Regard sur Michel Macréau

Michel Macréau, « La femme dans l’antichambre », 1962, huile sur toile, 160 x 115 cm

Une oeuvre complexe de l'artiste Michel Macréau

« La première pulsion est la réalité : le corps, moi, ce que je vois… ».

Ce tableau complexe et à première vue hermétique est construit comme un damier à 4 cases qui se lit comme un vitrail.

Des traits épais, noirs, à l’image d’une clôture en fer forgé, couvrent la presque totalité du tableau. Ils divisent l’espace frontalement, donnant l’impression d’un devant et d’un second plan derrière une grille.

Trois têtes, dans trois cases différentes, donnent corps à cette notion d’intérieur-extérieur : une Femme, personnage titre, s’étend sur toute la partie droite devant la clôture, dans ce que nous pourrions nommer, « l’antichambre ». Son bras levé encadre la partie gauche de son visage, douloureuse. Elle brandit un couteau au dessus de sa tête. Son oeil est grand ouvert, cerné en pointes, anguleux et dur, la joue hérissée de piquants. Un « casque » et une muselière, tous deux grillagés, la protègent et l’enferment.

L’ambiguïté se lit aussi dans le portrait, rose, diamétralement opposé à celui de la Femme. Les dents sont prêtes à mordre mais ses deux yeux la regardent avec tendresse, l’un en pleurs.

Mi-ange aux yeux enfantins, mi-démon caché derrière un dessin noir épais, le troisième personnage au dessus épie. L’arrondi de son visage et quelques piques répondent à la figure de la Femme.

« Puis les signes abstraits, les symboles arrivent… Je n’en connais pas la signification. Je sens qu’ils sont nécessaires, comme il est nécessaire de dessiner un œil quand je veux représenter un visage. »

Ces symboles, qu’ils soient ronds, en losange, sous forme de médaillon, de serpentin ou d’échelle, soumettent le tableau à un rythme sans repos. Ils se répondent, soulignent un élément d’un personnage, créent d’autres personnages comme ce visage en bas au centre du tableau qui semble regarder par un trou de serrure.
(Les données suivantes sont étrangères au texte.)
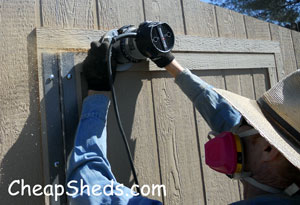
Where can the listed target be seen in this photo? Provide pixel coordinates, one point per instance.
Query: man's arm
(216, 111)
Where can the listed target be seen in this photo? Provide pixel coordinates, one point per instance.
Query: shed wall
(20, 133)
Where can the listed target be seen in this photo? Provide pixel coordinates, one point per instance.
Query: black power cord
(111, 83)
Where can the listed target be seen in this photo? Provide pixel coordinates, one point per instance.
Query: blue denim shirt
(88, 161)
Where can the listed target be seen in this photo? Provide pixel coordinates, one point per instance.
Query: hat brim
(252, 113)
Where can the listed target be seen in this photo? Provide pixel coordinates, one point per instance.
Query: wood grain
(68, 14)
(168, 11)
(20, 134)
(260, 30)
(283, 35)
(257, 29)
(230, 24)
(200, 18)
(80, 39)
(177, 142)
(114, 14)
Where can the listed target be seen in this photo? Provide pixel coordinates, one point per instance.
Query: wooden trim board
(204, 53)
(81, 39)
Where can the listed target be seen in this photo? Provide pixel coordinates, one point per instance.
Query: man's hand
(95, 67)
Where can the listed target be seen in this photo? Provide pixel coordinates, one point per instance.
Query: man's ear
(269, 152)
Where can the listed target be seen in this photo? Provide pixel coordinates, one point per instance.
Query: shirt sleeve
(88, 167)
(216, 111)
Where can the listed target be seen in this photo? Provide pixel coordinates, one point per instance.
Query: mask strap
(292, 189)
(261, 186)
(212, 133)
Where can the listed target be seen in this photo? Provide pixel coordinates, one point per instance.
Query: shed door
(165, 132)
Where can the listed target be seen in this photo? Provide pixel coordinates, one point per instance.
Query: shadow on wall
(24, 158)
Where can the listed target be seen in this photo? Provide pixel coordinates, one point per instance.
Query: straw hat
(276, 115)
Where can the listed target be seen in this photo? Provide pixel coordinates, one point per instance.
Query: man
(267, 130)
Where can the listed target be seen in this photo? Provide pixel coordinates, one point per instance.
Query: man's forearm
(219, 115)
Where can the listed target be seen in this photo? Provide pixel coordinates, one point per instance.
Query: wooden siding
(20, 135)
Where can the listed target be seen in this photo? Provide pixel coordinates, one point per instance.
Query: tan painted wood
(200, 18)
(20, 134)
(168, 11)
(296, 44)
(177, 142)
(117, 13)
(257, 29)
(230, 23)
(283, 35)
(80, 39)
(69, 14)
(202, 61)
(192, 43)
(219, 188)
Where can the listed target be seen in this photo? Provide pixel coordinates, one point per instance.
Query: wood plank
(200, 18)
(177, 142)
(195, 43)
(296, 43)
(261, 82)
(272, 76)
(205, 61)
(134, 96)
(219, 188)
(80, 40)
(257, 29)
(230, 23)
(20, 134)
(168, 11)
(114, 14)
(69, 14)
(202, 61)
(283, 35)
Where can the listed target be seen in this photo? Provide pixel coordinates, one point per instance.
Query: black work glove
(163, 59)
(95, 67)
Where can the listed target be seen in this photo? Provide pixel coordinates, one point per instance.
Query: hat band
(279, 123)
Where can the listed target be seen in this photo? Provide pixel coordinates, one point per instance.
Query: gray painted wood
(53, 123)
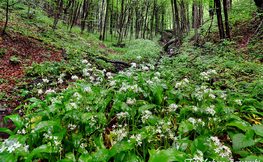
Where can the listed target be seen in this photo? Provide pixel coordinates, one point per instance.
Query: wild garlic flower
(210, 110)
(145, 115)
(192, 120)
(158, 74)
(199, 156)
(50, 91)
(238, 102)
(72, 126)
(45, 80)
(10, 146)
(84, 61)
(172, 108)
(74, 77)
(120, 133)
(145, 68)
(87, 89)
(133, 64)
(123, 115)
(60, 80)
(113, 83)
(131, 101)
(85, 72)
(40, 91)
(223, 96)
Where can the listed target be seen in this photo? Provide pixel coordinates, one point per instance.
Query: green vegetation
(195, 102)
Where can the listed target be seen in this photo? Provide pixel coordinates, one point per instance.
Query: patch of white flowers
(222, 150)
(207, 75)
(182, 84)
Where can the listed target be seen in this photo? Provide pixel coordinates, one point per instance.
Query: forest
(131, 80)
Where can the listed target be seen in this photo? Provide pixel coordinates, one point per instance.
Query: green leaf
(241, 141)
(40, 149)
(129, 156)
(167, 155)
(7, 157)
(252, 158)
(120, 146)
(70, 156)
(258, 129)
(85, 158)
(243, 125)
(185, 127)
(99, 142)
(46, 125)
(101, 155)
(16, 119)
(6, 131)
(200, 143)
(145, 107)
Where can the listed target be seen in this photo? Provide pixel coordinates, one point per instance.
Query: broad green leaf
(258, 129)
(252, 158)
(101, 155)
(99, 142)
(47, 124)
(120, 146)
(85, 117)
(7, 157)
(6, 131)
(243, 125)
(85, 158)
(70, 156)
(241, 141)
(129, 156)
(16, 119)
(40, 149)
(76, 139)
(167, 155)
(185, 127)
(145, 107)
(200, 143)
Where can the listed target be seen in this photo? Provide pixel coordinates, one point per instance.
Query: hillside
(69, 96)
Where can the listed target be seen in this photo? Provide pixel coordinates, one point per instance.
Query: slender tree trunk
(58, 10)
(105, 21)
(179, 32)
(146, 14)
(172, 3)
(6, 17)
(196, 21)
(219, 19)
(226, 19)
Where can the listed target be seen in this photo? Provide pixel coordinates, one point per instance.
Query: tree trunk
(145, 20)
(6, 17)
(196, 21)
(226, 19)
(179, 32)
(219, 19)
(57, 10)
(105, 21)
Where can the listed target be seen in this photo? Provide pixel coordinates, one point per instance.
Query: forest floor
(19, 52)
« Très vite, je passe de la réalité aux symboles, puis aux couleurs, aux lignes, puis je reviens à cette réalité. Il y a un va et vient permanent entre ces différentes écritures. »
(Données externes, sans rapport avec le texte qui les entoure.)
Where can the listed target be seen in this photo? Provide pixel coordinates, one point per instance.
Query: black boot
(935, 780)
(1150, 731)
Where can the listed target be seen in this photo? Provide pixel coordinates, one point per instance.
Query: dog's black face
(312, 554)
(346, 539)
La Femme dans l’antichambre porte un habit de guerre. A moins que ce ne soit une enfant, en habit d’insecte, qui lui serve d’armure?

La lumière qui sourd de l’arrière colore cette oeuvre complexe en rose ponctué de vert et d’orange, des teintes issues du vocabulaire des vitraux qui ne sont pas gratuites et contribuent à l’histoire.
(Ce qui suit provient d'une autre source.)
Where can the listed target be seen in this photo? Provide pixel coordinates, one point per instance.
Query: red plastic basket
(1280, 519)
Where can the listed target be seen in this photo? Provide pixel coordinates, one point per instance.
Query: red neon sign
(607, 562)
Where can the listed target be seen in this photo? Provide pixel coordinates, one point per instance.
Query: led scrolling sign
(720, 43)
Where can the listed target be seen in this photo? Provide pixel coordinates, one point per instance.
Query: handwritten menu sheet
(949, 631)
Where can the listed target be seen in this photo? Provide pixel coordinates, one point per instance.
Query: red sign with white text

Au centre du tableau, au point neutre entre intérieur et extérieur, se confondent le corps de la Femme, ou un enfant, ou peut-être une autre silhouette penchée avec élégance vers un visage d’homme à la longue cape grise sous un chapeau claque jaune.

Finalement cette peinture sombre et lumineuse, autobiographique et légendaire, raconte-t-elle une histoire d’armure ou d’amour? De chambre d’amour ou de chambre d’armure? De chambre ou d’ anti-chambre?